Nach dem so genannten Ehrenmord an seiner Schwester Hatun hat das Amtsgericht Tiergarten ihren Bruder Ayhan Sürücü zu weiteren drei Monaten Haft verurteilt. Er wurde wegen Gefangenenmeuterei, gefährlicher Körperverletzung und Drogenbesitzes bestraft.

Berlin - Nach der vor fast genau einem Jahr verhängten Jugendstrafe wegen Mordes von neun Jahren und drei Monaten muss der heute 21-Jährige nunmehr neuneinhalb Jahre Haft verbüßen. Der "kleine Haftaufschlag" sei angemessen, um dem Angeklagten "vor Augen zu führen", dass er nach dieser bereits hohen Jugendstrafe in der Haftanstalt nicht machen könne, was er wolle, sagte der Richter. Dem Gericht zufolge standen die Vorfälle im Zusammenhang mit der "Belastungssituation" des damals noch 19-Jährigen in dem Mordprozess. Anfang März vergangenen Jahres hatte Ayhan in der Untersuchungshaft am Rande eines Fußballspiels einem Mithäftling mehrmals mit der Faust ist Gesicht geschlagen.

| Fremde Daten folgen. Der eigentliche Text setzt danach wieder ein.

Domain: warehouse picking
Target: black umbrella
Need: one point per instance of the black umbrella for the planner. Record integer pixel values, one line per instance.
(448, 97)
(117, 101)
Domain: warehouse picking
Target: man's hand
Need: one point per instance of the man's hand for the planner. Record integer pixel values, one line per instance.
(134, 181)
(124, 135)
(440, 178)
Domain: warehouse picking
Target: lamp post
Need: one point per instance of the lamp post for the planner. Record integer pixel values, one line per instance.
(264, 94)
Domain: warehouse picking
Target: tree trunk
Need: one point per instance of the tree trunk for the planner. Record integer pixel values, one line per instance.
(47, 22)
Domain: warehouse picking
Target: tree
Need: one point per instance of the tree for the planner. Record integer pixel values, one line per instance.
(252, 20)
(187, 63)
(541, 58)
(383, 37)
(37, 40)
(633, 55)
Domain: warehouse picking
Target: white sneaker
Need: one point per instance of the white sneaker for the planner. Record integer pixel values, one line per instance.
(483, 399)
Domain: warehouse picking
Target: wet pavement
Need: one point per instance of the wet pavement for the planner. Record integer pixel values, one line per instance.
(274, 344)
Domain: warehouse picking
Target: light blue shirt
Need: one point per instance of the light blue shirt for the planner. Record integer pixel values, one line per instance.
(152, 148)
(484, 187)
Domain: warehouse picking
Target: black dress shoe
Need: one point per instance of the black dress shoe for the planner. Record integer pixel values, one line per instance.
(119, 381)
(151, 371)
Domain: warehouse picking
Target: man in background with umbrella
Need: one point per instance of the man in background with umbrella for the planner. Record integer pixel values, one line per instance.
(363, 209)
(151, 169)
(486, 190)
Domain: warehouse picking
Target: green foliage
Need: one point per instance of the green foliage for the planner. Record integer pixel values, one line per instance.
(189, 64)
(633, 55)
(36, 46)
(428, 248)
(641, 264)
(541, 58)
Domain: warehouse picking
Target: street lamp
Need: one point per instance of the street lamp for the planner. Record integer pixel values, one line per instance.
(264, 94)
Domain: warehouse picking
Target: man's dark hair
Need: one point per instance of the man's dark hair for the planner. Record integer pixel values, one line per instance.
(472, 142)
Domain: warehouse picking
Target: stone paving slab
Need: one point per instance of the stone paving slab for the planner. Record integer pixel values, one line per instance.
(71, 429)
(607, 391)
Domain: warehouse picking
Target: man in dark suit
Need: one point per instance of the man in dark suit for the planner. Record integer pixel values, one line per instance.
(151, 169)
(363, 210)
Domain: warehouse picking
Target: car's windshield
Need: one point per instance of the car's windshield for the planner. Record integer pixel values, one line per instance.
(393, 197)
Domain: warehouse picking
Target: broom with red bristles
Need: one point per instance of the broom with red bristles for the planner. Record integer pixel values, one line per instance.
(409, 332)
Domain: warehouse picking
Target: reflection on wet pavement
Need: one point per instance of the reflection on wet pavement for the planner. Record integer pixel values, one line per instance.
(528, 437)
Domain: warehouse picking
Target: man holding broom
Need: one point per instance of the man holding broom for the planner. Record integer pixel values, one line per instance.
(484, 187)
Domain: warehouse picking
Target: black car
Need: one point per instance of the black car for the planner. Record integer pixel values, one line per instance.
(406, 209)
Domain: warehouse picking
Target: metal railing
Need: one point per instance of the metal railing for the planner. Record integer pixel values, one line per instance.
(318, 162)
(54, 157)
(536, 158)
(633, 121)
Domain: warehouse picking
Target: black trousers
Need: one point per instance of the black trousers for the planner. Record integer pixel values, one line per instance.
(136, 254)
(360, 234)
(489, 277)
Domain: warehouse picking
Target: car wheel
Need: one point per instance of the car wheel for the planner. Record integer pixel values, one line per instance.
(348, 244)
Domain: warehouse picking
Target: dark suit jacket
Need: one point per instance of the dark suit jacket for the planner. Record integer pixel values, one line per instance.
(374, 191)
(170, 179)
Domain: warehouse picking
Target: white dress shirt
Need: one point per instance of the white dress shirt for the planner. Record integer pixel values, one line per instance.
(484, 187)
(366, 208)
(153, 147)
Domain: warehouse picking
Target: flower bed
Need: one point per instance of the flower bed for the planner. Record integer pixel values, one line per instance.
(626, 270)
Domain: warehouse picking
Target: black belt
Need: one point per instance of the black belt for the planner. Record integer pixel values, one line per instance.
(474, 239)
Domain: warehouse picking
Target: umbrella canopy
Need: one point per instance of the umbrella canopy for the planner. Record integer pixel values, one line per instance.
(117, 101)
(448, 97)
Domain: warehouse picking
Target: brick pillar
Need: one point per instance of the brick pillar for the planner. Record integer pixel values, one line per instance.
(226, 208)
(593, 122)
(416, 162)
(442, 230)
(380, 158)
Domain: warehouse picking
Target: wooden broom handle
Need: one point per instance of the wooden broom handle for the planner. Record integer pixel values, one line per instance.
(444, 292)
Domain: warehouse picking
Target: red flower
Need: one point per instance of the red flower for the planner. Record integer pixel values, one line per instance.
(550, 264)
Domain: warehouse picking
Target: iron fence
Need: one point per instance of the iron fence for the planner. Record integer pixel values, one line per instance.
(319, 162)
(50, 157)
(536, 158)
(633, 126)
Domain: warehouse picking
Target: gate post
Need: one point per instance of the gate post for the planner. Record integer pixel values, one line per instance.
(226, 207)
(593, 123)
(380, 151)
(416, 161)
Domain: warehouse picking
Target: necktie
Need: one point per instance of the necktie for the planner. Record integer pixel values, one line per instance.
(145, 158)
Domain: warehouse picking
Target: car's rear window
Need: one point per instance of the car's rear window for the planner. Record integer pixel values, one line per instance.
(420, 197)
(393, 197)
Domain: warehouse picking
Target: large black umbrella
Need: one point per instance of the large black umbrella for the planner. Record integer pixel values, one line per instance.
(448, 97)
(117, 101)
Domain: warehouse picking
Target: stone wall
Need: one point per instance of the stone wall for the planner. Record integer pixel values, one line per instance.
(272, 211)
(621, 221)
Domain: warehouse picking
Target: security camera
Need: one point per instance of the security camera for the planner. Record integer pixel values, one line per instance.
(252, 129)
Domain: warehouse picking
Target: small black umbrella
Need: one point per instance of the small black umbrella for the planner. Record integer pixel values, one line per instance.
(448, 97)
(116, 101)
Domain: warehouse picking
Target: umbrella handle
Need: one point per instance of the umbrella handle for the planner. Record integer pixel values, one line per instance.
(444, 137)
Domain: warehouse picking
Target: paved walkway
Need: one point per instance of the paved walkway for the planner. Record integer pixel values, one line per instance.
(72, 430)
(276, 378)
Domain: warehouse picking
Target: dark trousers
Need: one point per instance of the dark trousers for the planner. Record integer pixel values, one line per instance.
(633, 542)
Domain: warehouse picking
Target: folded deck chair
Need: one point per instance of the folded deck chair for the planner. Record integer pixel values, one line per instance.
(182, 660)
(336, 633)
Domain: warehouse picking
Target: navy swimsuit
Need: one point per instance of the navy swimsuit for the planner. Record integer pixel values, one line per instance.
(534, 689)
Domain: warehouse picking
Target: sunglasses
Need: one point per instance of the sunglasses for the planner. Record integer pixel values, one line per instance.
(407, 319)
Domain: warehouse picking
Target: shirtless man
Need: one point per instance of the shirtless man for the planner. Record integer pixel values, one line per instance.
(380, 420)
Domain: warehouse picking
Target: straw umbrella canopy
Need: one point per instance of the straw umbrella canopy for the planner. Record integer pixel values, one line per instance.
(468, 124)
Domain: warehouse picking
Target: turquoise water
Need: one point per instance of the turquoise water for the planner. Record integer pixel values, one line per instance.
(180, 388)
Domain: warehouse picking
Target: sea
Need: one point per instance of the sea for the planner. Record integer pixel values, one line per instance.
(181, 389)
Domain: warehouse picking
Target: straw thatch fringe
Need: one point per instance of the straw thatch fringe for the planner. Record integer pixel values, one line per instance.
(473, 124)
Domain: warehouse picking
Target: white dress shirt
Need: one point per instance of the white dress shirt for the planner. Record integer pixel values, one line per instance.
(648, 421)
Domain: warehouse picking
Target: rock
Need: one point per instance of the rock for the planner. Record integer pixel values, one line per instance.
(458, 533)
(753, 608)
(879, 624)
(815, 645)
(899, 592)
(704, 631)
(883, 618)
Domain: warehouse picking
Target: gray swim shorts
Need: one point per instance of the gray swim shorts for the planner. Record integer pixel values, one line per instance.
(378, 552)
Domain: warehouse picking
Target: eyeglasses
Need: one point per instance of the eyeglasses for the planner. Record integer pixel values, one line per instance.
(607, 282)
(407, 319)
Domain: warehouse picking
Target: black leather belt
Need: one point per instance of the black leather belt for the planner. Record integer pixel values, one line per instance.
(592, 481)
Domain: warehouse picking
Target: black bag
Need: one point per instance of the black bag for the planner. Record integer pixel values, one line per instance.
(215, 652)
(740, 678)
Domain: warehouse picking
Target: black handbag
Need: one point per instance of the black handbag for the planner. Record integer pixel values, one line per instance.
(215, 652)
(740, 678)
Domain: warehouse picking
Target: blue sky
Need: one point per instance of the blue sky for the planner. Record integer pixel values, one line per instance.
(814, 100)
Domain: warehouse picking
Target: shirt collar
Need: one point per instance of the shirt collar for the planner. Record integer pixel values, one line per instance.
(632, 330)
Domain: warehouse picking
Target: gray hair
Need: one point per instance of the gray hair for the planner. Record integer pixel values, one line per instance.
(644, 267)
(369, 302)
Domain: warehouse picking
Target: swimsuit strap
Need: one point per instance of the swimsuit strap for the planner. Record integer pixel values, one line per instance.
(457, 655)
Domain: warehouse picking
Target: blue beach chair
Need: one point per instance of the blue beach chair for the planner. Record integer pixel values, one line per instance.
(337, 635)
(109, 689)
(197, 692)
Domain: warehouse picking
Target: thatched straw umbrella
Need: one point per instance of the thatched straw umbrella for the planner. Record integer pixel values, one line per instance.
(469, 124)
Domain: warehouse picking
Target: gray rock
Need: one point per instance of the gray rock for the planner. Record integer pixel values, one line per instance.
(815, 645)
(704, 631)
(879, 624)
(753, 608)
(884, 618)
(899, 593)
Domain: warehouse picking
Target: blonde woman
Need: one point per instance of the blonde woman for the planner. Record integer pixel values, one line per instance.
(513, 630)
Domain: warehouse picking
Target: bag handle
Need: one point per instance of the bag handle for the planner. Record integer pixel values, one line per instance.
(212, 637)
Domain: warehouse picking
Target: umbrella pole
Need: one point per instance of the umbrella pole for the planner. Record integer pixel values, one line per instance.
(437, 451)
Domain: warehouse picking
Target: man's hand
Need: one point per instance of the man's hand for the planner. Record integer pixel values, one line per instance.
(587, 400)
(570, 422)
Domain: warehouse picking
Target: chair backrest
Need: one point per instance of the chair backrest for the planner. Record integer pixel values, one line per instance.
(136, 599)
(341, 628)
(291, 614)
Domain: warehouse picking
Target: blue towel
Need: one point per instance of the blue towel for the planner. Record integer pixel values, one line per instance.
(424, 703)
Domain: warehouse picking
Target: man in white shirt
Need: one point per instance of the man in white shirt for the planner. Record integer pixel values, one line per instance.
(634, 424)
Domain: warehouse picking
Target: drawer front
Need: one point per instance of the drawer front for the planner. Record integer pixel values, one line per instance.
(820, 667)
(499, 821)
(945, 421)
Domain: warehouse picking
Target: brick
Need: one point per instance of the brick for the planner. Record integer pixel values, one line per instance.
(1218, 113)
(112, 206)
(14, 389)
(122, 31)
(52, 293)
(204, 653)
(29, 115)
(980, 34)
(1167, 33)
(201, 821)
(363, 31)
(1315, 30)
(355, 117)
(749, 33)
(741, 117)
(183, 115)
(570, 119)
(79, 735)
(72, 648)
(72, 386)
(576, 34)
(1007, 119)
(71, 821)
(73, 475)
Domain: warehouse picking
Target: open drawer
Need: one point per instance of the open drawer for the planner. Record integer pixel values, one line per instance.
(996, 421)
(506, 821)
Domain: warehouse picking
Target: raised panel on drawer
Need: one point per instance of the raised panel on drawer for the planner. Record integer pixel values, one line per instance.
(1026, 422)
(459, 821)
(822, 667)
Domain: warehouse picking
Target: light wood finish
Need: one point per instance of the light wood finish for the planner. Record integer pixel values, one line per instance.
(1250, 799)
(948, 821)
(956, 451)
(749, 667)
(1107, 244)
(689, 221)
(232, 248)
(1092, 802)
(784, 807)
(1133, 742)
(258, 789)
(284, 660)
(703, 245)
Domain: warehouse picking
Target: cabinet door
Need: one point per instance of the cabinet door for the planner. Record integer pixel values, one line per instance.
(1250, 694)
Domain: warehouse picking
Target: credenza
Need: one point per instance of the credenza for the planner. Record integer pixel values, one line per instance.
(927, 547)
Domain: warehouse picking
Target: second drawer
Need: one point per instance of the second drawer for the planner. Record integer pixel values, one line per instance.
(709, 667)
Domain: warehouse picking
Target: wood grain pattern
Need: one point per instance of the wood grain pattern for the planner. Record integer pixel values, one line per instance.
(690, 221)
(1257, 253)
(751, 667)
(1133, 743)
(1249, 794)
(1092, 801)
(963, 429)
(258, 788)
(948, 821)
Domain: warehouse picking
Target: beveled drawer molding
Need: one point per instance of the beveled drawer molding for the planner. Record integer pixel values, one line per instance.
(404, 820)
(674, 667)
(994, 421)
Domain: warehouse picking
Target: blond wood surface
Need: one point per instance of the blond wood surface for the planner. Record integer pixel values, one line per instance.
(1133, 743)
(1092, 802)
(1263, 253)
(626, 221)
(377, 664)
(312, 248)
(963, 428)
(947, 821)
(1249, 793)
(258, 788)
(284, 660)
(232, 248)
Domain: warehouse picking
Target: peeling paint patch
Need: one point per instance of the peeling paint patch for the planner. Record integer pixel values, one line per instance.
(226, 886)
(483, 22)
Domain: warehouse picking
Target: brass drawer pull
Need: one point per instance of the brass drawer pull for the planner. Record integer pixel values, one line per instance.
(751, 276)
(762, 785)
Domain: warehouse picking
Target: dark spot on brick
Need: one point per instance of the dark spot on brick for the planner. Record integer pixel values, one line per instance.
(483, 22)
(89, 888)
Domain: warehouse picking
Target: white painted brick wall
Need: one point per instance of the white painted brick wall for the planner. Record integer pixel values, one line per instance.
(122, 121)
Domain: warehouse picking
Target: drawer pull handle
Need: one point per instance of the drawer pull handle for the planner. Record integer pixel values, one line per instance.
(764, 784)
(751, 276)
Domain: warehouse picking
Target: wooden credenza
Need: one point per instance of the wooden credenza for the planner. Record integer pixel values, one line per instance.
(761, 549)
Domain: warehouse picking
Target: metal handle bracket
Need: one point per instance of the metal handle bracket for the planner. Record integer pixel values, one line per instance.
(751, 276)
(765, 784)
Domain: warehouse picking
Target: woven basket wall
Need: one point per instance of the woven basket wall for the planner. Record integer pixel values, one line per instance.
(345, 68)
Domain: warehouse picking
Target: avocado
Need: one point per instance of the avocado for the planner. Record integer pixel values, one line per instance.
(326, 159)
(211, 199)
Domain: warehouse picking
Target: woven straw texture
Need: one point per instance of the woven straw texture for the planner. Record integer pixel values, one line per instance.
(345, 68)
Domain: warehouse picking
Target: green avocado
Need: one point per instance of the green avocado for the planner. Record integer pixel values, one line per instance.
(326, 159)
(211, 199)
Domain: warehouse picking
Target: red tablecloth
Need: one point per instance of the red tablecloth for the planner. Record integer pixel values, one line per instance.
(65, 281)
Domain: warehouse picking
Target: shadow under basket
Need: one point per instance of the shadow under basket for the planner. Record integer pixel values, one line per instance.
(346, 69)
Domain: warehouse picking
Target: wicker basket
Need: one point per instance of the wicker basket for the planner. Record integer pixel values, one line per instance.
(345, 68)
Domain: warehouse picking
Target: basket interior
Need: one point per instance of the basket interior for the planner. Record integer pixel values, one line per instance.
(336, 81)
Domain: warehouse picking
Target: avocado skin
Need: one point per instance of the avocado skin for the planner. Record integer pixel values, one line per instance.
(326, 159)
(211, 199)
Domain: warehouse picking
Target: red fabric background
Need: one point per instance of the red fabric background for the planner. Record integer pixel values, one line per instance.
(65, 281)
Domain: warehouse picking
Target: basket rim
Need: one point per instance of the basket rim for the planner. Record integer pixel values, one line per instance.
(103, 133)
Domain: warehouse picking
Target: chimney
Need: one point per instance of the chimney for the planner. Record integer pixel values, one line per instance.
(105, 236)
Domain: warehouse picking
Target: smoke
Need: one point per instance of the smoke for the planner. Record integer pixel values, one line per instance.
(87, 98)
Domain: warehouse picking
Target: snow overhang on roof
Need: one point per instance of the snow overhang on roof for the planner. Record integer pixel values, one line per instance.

Es sei ein Streit gewesen, aus dem er sich hätte raushalten können, sagte das Gericht.

Anstiftung zum Fluchtversuch

Nur wenige Tage später hatte er Insassen eines Gefangenentransportes auf der Fahrt von der Jugendstrafanstalt Kieferngrund zum Kriminalgericht Moabit zum Ausbruch angestiftet und zu fliehen versucht. Sürücü hatte im Prozess von einem "spontanen Fluchtversuch" gesprochen. Auf dem Weg in die Sammelzelle des Wagens hatte er die Tür einer Einzelzelle geöffnet, was von der anwesenden Justizbeamtin nicht bemerkt worden war. Dem in der Einzelzelle sitzenden Häftling gelang es hierdurch, sich während der Fahrt zu befreien und wiederum die Sammelzelle zu öffnen, in der Sürücü sich befand.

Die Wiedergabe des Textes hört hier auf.